As Adam grew into adulthood and Father into decline, their attitudes toward each other softened. Father gradually accepted his son’s career choice and even took pride in his accomplishments as a crusading, anti-Establishment journalist. More relaxed and mellowed, Harold displayed great affection and playfulness with his grandchildren. Adam, in turn, speaks with pride of Father’s writing an acclaimed book on Adirondack history, founding the Adirondack Museum, and playing a key role in the creation of the Adirondack Park Agency—although of the latter he implies that the victory for Father was as much in getting his way, in having his iron will prevail over the speaker of the state Assembly, as in protecting the Adirondacks from uncontrolled development.

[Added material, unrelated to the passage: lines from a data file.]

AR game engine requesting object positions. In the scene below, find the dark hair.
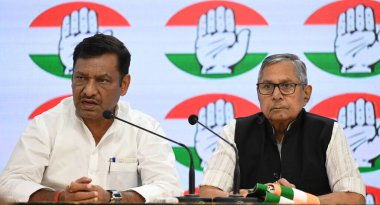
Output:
[73,34,131,79]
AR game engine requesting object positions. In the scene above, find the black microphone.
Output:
[188,115,257,202]
[103,110,211,202]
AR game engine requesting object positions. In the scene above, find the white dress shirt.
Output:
[200,120,365,197]
[0,97,182,202]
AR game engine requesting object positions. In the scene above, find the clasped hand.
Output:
[59,177,110,203]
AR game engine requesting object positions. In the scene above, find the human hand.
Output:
[194,99,235,167]
[60,177,110,203]
[338,98,380,167]
[195,6,250,74]
[275,178,296,188]
[335,4,380,73]
[58,7,112,75]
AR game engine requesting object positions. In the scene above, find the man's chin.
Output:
[78,110,103,120]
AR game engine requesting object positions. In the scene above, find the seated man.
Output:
[200,54,365,204]
[0,34,182,203]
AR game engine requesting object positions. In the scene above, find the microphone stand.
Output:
[188,115,259,203]
[103,110,212,202]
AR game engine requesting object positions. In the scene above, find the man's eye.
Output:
[280,83,293,88]
[263,84,272,89]
[98,79,110,83]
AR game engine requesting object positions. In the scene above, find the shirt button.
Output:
[273,172,280,180]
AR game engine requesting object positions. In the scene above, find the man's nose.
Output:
[272,86,283,99]
[83,80,98,97]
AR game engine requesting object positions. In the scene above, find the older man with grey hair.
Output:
[200,54,365,204]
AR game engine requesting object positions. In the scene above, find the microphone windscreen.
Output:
[188,115,198,125]
[103,110,114,119]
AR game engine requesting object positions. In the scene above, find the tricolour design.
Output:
[30,2,130,78]
[305,0,380,78]
[166,1,268,78]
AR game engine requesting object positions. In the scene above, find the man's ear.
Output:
[120,74,131,96]
[303,85,313,106]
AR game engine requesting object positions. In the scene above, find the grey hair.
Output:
[257,53,307,84]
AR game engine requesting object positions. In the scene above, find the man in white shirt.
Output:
[199,54,365,204]
[0,34,182,203]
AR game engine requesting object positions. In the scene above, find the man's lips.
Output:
[80,98,99,110]
[270,107,287,111]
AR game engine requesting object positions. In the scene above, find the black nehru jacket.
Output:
[235,109,334,195]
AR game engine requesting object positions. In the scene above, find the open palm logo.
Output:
[30,2,129,78]
[166,1,268,78]
[165,94,260,171]
[305,1,380,77]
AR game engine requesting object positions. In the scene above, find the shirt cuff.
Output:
[4,181,55,202]
[333,177,366,198]
[200,170,233,192]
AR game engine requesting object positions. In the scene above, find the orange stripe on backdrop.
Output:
[166,1,268,26]
[30,2,130,27]
[28,94,72,120]
[305,0,380,25]
[310,93,380,119]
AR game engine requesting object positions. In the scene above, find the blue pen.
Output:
[108,157,116,174]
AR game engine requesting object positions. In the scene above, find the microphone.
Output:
[188,115,258,202]
[103,110,211,202]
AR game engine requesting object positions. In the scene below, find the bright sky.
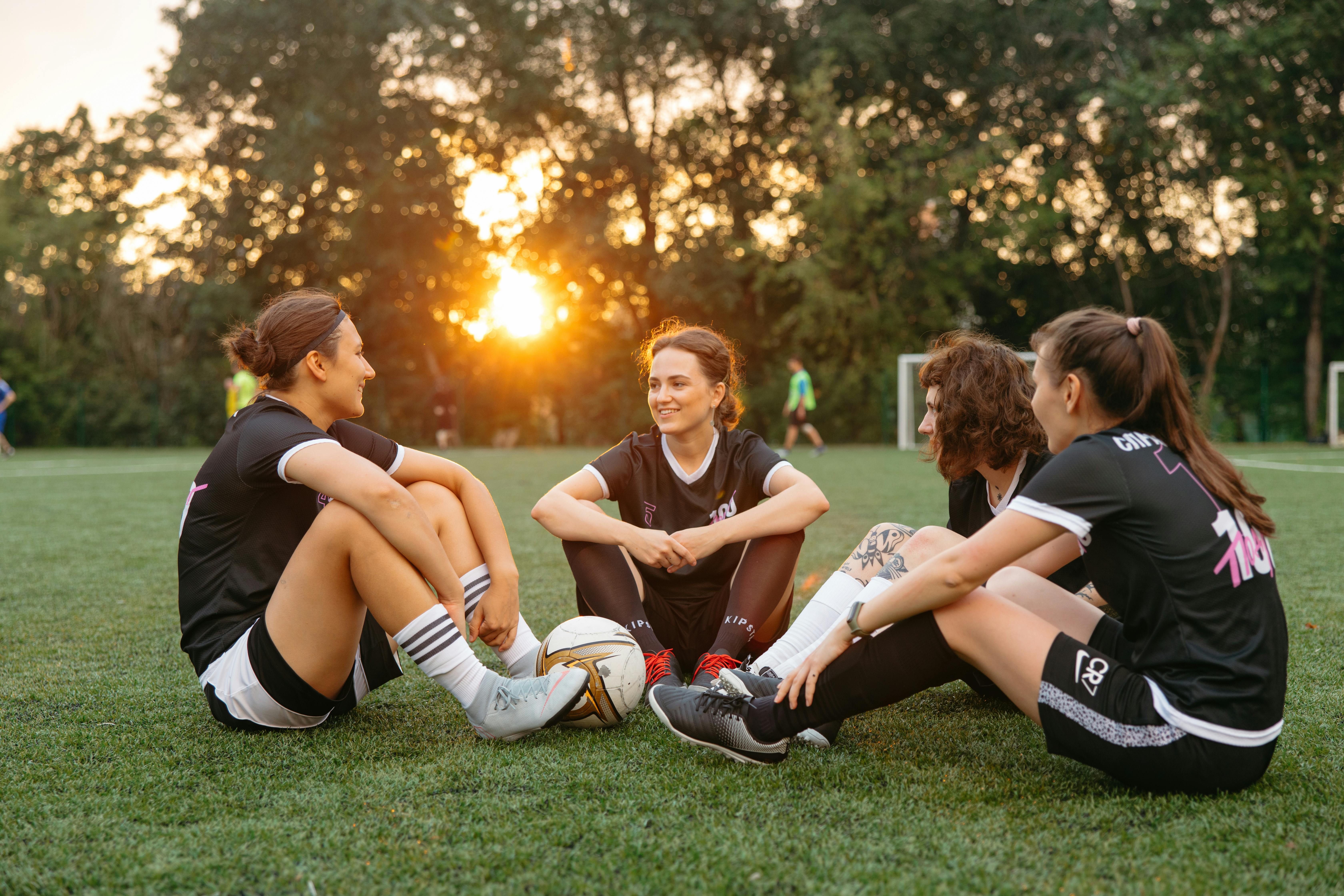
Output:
[0,0,179,146]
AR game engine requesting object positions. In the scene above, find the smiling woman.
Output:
[177,289,587,740]
[532,320,829,690]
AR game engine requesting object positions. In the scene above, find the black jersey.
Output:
[177,396,403,676]
[948,451,1106,598]
[583,426,793,600]
[1011,429,1288,746]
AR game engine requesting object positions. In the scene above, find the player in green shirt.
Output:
[224,361,257,416]
[780,356,827,457]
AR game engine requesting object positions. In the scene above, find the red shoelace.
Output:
[644,647,672,684]
[691,653,742,681]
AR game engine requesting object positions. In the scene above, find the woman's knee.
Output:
[985,567,1042,596]
[406,480,465,520]
[304,500,387,548]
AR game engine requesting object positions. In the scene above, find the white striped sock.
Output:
[392,603,488,707]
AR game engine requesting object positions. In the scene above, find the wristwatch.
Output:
[845,600,872,638]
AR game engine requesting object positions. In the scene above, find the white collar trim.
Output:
[985,451,1027,516]
[659,426,719,485]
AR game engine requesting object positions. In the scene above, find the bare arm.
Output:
[392,449,519,650]
[532,470,695,570]
[1011,532,1082,579]
[285,442,466,631]
[672,466,831,557]
[775,510,1073,707]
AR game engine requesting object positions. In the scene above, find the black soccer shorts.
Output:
[202,613,402,731]
[1038,617,1275,793]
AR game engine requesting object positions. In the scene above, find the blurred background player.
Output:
[0,379,19,457]
[429,376,462,449]
[224,361,257,416]
[778,355,827,457]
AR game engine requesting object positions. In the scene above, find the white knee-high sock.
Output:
[462,563,542,678]
[773,578,891,678]
[392,603,489,707]
[750,572,863,674]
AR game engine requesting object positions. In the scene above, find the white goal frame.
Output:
[1325,361,1344,447]
[896,352,1037,451]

Finally, Harold is on his deathbed in a New York City hospital. The last hours pass, the last minutes. At the last breath, Adam summons the will to tell Father what he has not been able to for a lifetime. Perhaps now he is ready to begin the other half of the way home.
Much that is inconsequential sets these books apart. Hochschild writes more about a person, Spence more about a place. Spence’s Adirondack idyll is at the headwaters of the Saranac, Hochschild’s at the head of the Raquette; each is fractured for a different reason. Hochschild’s significant elder is the real goods, Spence’s a pretender. And so on. But the similarities are greater, and not merely the superficial ones (summers at a Great Camp, formal address). Each writer, master storyteller that he is, tackles honestly the questions we all must ask: Who, and what, made us who we are? Where is home, really? And how do we get there?